Revue de presse par  Michel Pourcelot

Article publié dans le Dossier Climat

En pleine COP22, qui s’est tenue à Marrakech du 7 au 18 novembre, un climato-sceptique a été élu à la présidence des États-Unis, pays figurant parmi les plus gros pollueurs de la planète. Inquiétudes de la presse.

Sud-Ouest
La COP reste optimiste : Si les avancées concrètes sont maigres, les États ont au moins confirmé leur engagement dans la lutte contre le réchauffement malgré l’élection surprise de Donald Trump. Ce qui a pourtant jeté un froid. Allo, Washington, on a un problème : les États-Unis seront le seul pays au monde dirigé par un homme, Donald Trump, pour qui le réchauffement climatique est un canular. Problème, il s’agit du deuxième émetteur mondial de gaz à effet de serre avec 15% du total. Un pays dont le partenariat avec la Chine a permis ces deux dernières années de sortir la négociation planétaire de l’enlisement qui la guettait. Aussi le coup a-t-il été rude pour les quelque 190 délégations présentes à Marrakech le 9 novembre au matin. Coup de Trafalgar à Marrakech ?

Le Monde
En tout cas, une ombre sur la planète bleue. Cette étape marocaine qui devait célébrer l’entrée en vigueur de l’accord de Paris conclu en décembre 2015 a été perturbée par l’onde de choc de l’élection aux États-Unis du climatosceptique Donald Trump. Le candidat républicain avait promis durant sa campagne de quitter l’accord de Paris. Apparemment, Paris n’est pas une fête pour lui.

Libération
A Marrackech, on a gardé son sang-froid face au trouble-fête : L’élément de langage de la semaine a, sans conteste, été irréversibilité.
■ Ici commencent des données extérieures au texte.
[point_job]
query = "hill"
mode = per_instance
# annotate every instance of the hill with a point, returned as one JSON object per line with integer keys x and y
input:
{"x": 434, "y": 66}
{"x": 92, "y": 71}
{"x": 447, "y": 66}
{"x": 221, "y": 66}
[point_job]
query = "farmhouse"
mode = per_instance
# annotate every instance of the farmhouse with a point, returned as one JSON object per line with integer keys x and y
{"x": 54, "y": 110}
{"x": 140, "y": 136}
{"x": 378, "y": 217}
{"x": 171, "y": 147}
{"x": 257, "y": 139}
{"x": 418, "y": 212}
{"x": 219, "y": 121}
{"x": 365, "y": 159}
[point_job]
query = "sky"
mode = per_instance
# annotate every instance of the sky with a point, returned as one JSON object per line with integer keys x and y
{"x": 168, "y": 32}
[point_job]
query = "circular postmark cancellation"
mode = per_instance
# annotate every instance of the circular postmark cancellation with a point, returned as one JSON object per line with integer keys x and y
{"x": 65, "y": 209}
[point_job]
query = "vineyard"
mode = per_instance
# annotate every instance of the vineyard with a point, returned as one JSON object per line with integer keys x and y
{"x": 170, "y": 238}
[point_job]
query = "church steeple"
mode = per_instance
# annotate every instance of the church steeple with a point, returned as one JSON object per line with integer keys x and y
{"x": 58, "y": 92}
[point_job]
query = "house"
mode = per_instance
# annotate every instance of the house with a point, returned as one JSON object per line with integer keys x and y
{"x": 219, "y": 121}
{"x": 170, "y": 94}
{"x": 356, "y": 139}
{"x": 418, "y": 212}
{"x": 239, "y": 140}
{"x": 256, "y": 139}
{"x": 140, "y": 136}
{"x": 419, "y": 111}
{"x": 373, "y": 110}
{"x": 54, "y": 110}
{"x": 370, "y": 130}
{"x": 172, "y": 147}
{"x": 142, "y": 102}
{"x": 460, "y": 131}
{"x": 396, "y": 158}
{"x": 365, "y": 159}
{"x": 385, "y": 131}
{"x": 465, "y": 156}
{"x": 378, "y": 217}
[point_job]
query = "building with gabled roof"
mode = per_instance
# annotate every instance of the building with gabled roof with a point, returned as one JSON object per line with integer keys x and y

L’Accord de Paris est irréversible, ont martelé, dans le désordre et dans toutes les langues, François Hollande, le secrétaire d’État américain John Kerry, la ministre de l’Environnement Ségolène Royal, son homologue marocaine, le président de la COP22 Salaheddine Mezouar…. Problème l’accord irréversible est non-contraignant : l’accord (de Paris) est entré en vigueur début novembre, mais sans mécanismes de sanction, il repose essentiellement sur le bon vouloir des États à respecter leurs engagements en termes de réduction d’émissions de gaz à effet de serre. Et les multinationales ? A la COP 21, que venaient faire EDF, Engie (ex-GDF-Suez), Renault-Nissan, Air France, BNP Paribas, Michelin ou Suez Environnement à la conférence climat du Bourget ? Et pourquoi Carrefour, Veolia, Coca-Cola [...].

La Tribune Afrique
Jamais très loin des multinationales, la Banque Mondiale compte appuyer les réformes “vertes” comme la suppression des subventions aux combustibles fossiles ou encore créer des réglementations adaptées pour inciter les investisseurs privés à s’intéresser aux énergies renouvelables. Plus de privé, moins de carbone ? Le groupe devrait également appuyer le financement permettant une transition vers une économie sans carbone en offrant sa garantie de manière à atténuer les risques pour les investisseurs potentiels. La porte du marché est verte et ouverte.